Baca berita dengan sedikit iklan, klik di sini
TEMPO.CO, Jakarta - Presiden Prabowo memutuskan Pajak Pertambahan Nilai atau PPN 12 persen tetap akan diberlakukan pada 1 Januari 2025. Namun pemberlakuannya dilakukan secara selektif, yaitu untuk barang-barang yang tergolong barang mewah. Sementara kebutuhan pokok tetap dikenakan PPN 11 persen.
Ia menegaskan kenaikan pajak akan diterapkan selektif, hanya untuk barang mewah untuk membantu melindungi rakyat kecil. "Untuk rakyat yang lain kita tetap lindungi, sudah sejak akhir 2023 pemerintah tidak memungut yang seharusnya dipungut," ujarnya di kompleks Istana Kepresidenan, Jumat petang, 6 Desember 2024.
Adapun, ihwal pengecualian barang telah diatur dalam pasal 4a Undang-Undang nomor 42 tahun 2009 tentang Pajak Pertambahan Nilai Barang dan Jasa dan Pajak Penjualan atas Barang Mewah. Dengan adanya kebijakan baru, akan lebih banyak barang yang dikecualikan dari objek PPN.
Kementerian Keuangan belum bisa memastikan kapan daftar barang mewah kena PPN 12 persen akan dirilis. Kepala Badan Kebijakan Fiskal (BKF) Febrio Kacaribu dan Kepala Pusat Kebijakan Anggaran Pendapatan dan Belanja Negara (APBN) BKF Wahyu Utomo tidak merespons pertanyaan Tempo hingga berita ini diturunkan. Kepala Biro Komunikasi dan Layanan Informasi Kementerian Keuangan, Deni Surjantoro, mengatakan ia belum bisa memberi tanggapan soal itu.
Lantas bagaimana dengan PPN atau value-added tax (VAT) di negara tetangga ASEAN? Apakah PPN (VAT) kita tergolong paling tinggi?

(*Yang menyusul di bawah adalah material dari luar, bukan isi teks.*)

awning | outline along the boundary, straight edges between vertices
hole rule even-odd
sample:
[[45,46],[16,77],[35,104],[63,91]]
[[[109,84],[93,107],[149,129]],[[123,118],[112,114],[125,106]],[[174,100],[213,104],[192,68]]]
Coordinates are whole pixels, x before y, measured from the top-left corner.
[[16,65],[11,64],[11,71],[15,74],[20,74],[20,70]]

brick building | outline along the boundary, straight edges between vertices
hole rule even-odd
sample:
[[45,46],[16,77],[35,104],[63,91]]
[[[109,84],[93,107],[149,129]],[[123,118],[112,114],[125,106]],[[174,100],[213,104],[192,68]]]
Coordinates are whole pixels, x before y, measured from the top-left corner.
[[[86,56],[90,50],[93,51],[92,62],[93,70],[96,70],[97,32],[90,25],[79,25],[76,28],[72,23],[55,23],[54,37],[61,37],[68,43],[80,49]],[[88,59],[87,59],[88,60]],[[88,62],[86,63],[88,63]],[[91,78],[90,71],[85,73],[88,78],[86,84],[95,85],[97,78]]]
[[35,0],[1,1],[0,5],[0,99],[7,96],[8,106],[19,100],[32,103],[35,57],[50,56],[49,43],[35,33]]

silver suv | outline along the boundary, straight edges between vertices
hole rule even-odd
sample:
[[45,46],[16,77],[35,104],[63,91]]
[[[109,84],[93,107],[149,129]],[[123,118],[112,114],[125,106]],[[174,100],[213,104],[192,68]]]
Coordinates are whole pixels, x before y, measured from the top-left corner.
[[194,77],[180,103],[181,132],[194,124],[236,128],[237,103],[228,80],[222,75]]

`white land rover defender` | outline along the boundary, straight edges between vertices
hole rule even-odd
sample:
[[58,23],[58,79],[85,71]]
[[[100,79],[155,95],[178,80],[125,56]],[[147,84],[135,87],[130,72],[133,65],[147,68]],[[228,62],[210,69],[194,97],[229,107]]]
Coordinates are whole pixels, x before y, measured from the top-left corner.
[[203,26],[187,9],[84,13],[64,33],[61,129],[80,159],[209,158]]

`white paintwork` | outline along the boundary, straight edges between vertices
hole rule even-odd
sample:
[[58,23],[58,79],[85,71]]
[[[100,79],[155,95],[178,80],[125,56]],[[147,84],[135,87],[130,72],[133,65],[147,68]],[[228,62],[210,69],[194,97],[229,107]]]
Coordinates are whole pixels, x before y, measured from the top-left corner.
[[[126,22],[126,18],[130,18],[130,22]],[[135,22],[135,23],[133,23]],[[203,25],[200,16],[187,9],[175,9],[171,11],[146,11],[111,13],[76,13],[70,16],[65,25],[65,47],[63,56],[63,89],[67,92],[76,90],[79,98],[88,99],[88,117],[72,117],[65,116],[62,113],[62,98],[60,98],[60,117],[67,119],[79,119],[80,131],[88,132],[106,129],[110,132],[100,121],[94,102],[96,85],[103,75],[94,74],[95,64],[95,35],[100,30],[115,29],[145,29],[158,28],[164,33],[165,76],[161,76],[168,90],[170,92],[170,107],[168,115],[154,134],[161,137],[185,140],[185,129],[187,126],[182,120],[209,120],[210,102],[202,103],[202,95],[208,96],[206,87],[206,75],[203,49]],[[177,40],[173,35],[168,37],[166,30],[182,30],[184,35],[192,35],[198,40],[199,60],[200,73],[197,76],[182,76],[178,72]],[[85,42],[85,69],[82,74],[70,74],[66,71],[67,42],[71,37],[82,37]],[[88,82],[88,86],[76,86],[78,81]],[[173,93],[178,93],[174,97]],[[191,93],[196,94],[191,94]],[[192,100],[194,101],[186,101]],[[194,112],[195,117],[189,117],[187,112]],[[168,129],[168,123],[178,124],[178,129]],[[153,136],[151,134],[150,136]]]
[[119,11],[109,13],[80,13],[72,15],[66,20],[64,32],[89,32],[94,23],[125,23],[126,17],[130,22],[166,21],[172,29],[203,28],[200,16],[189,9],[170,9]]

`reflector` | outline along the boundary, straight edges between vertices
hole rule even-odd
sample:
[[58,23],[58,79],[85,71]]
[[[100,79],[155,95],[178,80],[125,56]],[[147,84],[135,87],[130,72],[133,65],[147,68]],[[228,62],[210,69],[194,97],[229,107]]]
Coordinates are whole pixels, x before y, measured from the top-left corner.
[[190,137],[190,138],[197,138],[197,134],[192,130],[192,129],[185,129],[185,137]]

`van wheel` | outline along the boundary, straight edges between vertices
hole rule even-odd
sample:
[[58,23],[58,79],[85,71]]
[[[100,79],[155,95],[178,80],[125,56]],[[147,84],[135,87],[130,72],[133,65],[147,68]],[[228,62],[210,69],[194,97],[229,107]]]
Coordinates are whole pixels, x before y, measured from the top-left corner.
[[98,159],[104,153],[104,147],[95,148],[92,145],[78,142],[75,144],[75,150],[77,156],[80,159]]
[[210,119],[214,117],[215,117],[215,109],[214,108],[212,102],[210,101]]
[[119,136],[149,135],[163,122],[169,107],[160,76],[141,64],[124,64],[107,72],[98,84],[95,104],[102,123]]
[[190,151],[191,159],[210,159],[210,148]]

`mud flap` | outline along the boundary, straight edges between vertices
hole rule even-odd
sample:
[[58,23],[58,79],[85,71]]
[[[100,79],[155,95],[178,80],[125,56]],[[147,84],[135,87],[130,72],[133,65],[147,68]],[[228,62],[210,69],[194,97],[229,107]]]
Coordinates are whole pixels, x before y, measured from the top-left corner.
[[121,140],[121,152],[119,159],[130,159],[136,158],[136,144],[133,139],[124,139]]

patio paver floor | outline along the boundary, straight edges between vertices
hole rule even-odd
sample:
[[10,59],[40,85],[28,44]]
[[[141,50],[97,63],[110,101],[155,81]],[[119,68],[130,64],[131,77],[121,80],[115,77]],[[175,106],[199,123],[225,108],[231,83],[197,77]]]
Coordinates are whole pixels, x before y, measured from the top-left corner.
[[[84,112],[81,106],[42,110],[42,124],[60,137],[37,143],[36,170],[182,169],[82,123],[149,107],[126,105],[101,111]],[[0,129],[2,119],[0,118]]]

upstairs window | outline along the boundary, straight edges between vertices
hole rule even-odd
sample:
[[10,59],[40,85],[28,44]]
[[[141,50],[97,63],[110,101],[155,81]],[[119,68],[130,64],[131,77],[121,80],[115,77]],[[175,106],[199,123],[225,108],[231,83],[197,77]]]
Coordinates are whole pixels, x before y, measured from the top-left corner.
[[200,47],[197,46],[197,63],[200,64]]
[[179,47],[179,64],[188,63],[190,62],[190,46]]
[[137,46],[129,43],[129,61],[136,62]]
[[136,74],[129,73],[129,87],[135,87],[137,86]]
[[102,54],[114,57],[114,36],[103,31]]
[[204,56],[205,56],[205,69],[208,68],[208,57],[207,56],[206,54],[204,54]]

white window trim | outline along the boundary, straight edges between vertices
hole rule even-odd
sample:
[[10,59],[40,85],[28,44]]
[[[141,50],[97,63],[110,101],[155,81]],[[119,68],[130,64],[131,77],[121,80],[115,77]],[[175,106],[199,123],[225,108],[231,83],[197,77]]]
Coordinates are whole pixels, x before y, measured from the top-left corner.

Menurut situs Taxsummaries.pwc, Filipina juga memiliki PPN sebesar 12 persen yang dihitung berdasarkan harga jual bruto barang atau properti yang dijual atau penerimaan bruto dari penjualan jasa.
Biro Bea Cukai Filipina menentukan PPN berdasarkan volume atau kuantitas. Basis PPN Filipina adalah biaya perolehan ditambah pajak cukai (jika ada). Namun, Filipina membebaskan penjualan jasa tertentu dari PPN, termasuk jasa perantara keuangan, yang dikenakan pajak persentase berdasarkan penjualan bruto, penerimaan, atau pendapatan.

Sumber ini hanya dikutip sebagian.